Will It Last?

Dear Diary,


Well Im home, took oldest to dentist. There goes $300, some fillings and I had sealant done on 2 of his permanent teeth.


He did really well.


I had written B a letter today, and still havent heard back on it, he said he would get to it though. I basically said to him (sorry Im just not in mood to type out what prompted all this, but we discussed many things about us and a future and where are we going, and why are things the way they are)


So I wrote…


B,

I keep going thru the convo last night and the part about the “Playing a game” in regards to not being available and you not wanting to pursue me cause Im there. And I guess it bugs me.


I really dont know what to do with that or how to interpret it?

So heres where my mind goes, if Im missing something here explain…


1. Why does one have to play a game with a person they supposedly love and want to be with?

2. If I back off, Im denying how I truly feel. Im acting like I dont want to be with you, or around you when I do, which in turn pisses me off inside.

On the other hand I understand it on some level on just needing time to back off, cause I said I went thru this with EX. He was all over me in so many ways that I didnt have opportunity to be the aggressor.

But I think with our situation its unbalanced. Like I keep stating if we were together day in day out I could understand. But we arent, so thats where it doesnt jive with me or make much sense, you feel Im too much, and I feel I have you too little.

You want me to give you some distance, and I want you to give me some time. But Im feeling Im the one accomodating what it is you want, and Im not enjoying it at all.

Some give has to come to my end. Even if its uncomfortable for you, cause it is for me too you know?


I really dont know how to do this, and I guess without some type of guidelines, play book, etc? I really dont know what it is you want, its so vague and broad, and I cant work well with it cause theres too much room for misunderstanding.


So there ya have it, 🙂


Im a little standoffish right now with him. Im so afraid right now in some regards. I also told him last night after he told me I dont do anything, i dont have friends, Im always available, Im not a challange, and in a weird way he wants that. And hes aware that its a game, but its how it is.


So I got upset and told him that I went out with a guy pal last weekend. It was to hurt him the way I said it. It was like HELLO! I do have friends, I have guys who want to spend time with me! Who are dying to have me around while my own freaking boyfriend doesnt.


I mean it didnt come out like that, but I had said “You dont even bother to ask me what I do when your gone.”


I swear I could fully have a whole other relationship on the side if I wanted and he wouldnt know or ask.


I have enough time for it.


So he got VERY quiet and just sat in silence on the phone after I said I went and saw Mr Obnoxious on my way home then went to Hollywood to see Music Dude. He said that I was hiding it and did I ever plan on telling him. Im like ??? Whats the point to say anything? You never asked or cared what I was up too. And you dont seem to care or have a prob if I hang out with guys.

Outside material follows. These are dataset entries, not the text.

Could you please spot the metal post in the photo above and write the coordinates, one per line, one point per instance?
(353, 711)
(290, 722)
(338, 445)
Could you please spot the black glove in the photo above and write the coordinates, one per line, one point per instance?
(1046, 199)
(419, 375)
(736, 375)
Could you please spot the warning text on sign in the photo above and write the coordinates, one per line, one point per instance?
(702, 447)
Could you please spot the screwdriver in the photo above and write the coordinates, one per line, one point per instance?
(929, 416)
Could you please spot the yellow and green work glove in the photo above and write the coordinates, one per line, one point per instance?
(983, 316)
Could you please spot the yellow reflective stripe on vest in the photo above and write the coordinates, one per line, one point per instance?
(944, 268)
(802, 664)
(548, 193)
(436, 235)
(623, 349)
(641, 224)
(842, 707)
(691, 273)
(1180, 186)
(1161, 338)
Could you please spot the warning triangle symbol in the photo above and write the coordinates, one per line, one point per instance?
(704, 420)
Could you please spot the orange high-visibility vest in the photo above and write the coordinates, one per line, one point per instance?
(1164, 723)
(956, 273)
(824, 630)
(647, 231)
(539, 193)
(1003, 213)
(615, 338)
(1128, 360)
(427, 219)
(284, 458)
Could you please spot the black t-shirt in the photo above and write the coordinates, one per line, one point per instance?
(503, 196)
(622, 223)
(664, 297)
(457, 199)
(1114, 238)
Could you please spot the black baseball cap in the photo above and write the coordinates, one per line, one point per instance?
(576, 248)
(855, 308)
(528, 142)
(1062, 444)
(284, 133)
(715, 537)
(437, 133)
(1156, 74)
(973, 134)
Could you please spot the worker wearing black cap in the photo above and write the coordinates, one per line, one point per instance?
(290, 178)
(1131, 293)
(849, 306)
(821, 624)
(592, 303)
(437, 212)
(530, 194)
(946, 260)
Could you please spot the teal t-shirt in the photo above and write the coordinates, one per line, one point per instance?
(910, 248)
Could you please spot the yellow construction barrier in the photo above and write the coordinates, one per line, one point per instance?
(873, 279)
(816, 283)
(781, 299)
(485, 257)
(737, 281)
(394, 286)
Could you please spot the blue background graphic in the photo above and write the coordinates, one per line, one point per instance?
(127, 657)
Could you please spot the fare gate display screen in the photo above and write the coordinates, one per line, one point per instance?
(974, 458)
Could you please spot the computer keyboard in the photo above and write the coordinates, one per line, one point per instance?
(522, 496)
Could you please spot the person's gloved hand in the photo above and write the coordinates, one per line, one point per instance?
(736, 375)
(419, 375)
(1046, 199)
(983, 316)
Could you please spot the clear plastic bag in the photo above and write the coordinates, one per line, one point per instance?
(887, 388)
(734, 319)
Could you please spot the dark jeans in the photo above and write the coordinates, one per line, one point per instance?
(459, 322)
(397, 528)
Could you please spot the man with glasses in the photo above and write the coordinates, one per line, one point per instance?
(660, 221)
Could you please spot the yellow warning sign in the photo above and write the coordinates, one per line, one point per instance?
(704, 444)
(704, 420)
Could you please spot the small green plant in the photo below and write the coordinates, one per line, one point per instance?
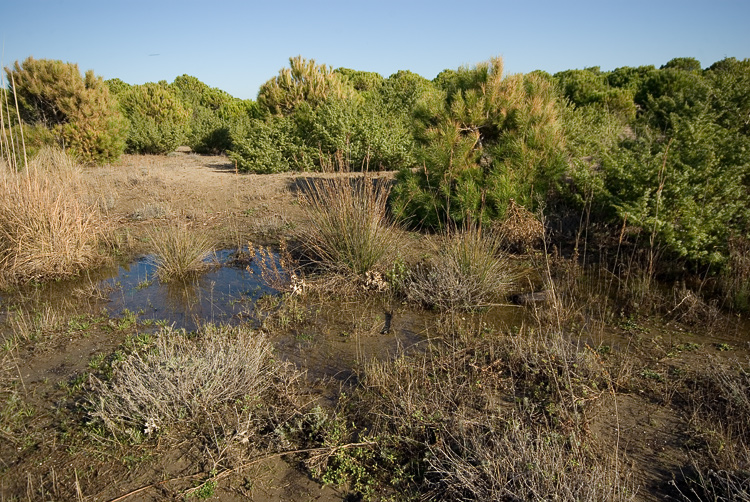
(652, 375)
(204, 490)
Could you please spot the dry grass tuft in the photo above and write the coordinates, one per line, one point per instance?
(47, 229)
(350, 231)
(468, 271)
(180, 252)
(484, 418)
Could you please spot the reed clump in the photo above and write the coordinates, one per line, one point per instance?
(350, 231)
(180, 252)
(48, 227)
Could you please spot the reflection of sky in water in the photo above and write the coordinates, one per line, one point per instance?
(222, 295)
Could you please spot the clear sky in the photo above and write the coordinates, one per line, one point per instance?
(238, 45)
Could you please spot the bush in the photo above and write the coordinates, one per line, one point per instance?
(215, 115)
(77, 110)
(158, 121)
(349, 229)
(271, 146)
(468, 271)
(184, 379)
(493, 140)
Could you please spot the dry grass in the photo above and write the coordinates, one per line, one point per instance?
(184, 380)
(520, 231)
(350, 231)
(484, 417)
(468, 270)
(180, 251)
(47, 229)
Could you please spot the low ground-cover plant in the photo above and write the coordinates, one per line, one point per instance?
(186, 379)
(48, 228)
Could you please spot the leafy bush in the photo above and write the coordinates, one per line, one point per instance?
(271, 146)
(360, 131)
(78, 111)
(158, 120)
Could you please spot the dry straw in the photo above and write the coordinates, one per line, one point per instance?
(47, 229)
(350, 230)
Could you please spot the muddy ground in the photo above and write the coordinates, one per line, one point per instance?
(45, 456)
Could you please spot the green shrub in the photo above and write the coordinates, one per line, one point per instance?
(215, 115)
(271, 146)
(360, 131)
(158, 121)
(494, 139)
(303, 82)
(78, 111)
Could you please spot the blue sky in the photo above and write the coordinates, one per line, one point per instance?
(236, 46)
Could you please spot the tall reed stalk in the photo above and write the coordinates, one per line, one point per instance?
(47, 229)
(350, 230)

But he went on this whole “Why did you not tell me you did that” thing. And to be honest I usually do tell him when I hang out with guys or friends, but I didnt this time, and yes part of me was mad at him that day, Mad he plans things to go out for a day but not with me.


So anyways, we are just dishing out some stuff, and I really dont know where it will all go. We let out a lot, say a lot but in the end seem to be able to say I love you, I miss you, etc.


We ended up finishing last nite talking about things I want to do, I want to see Hawaii, and him telling me about a nice place there and maybe we can do that together.


We talked about the Renaissance Faire since hes been before and all he had to say about it is “Drink waters, it frickin hot, expect to spend $100 on food and various garbage and admission” etc etc, It just sounds so negative and I told him that. I said “Why cant you tell me what is fun about things?” So he apologized and went on to tell me how its a blast, how the food is great, how much I will enjoy it”


We discussed a future, we discussed my children, and many things, and well I told him he doesnt want to commit to anything, and he agreed, but keeps this little dangling thread of “But Im not saying Im not unwilling at some point” Which I guess is what keeps me coming back. But I see a little change, glob on, and then it reverts to same ole. I have to hold up my standards of what I need and enforce them. I slack, I take what I get, and well, its just not FAIR to me.


I dont deserve to be treated that way, and its where Im speaking up and laying it out to him. I cant keep doing things this way. Somethings gotta change or else this wont last.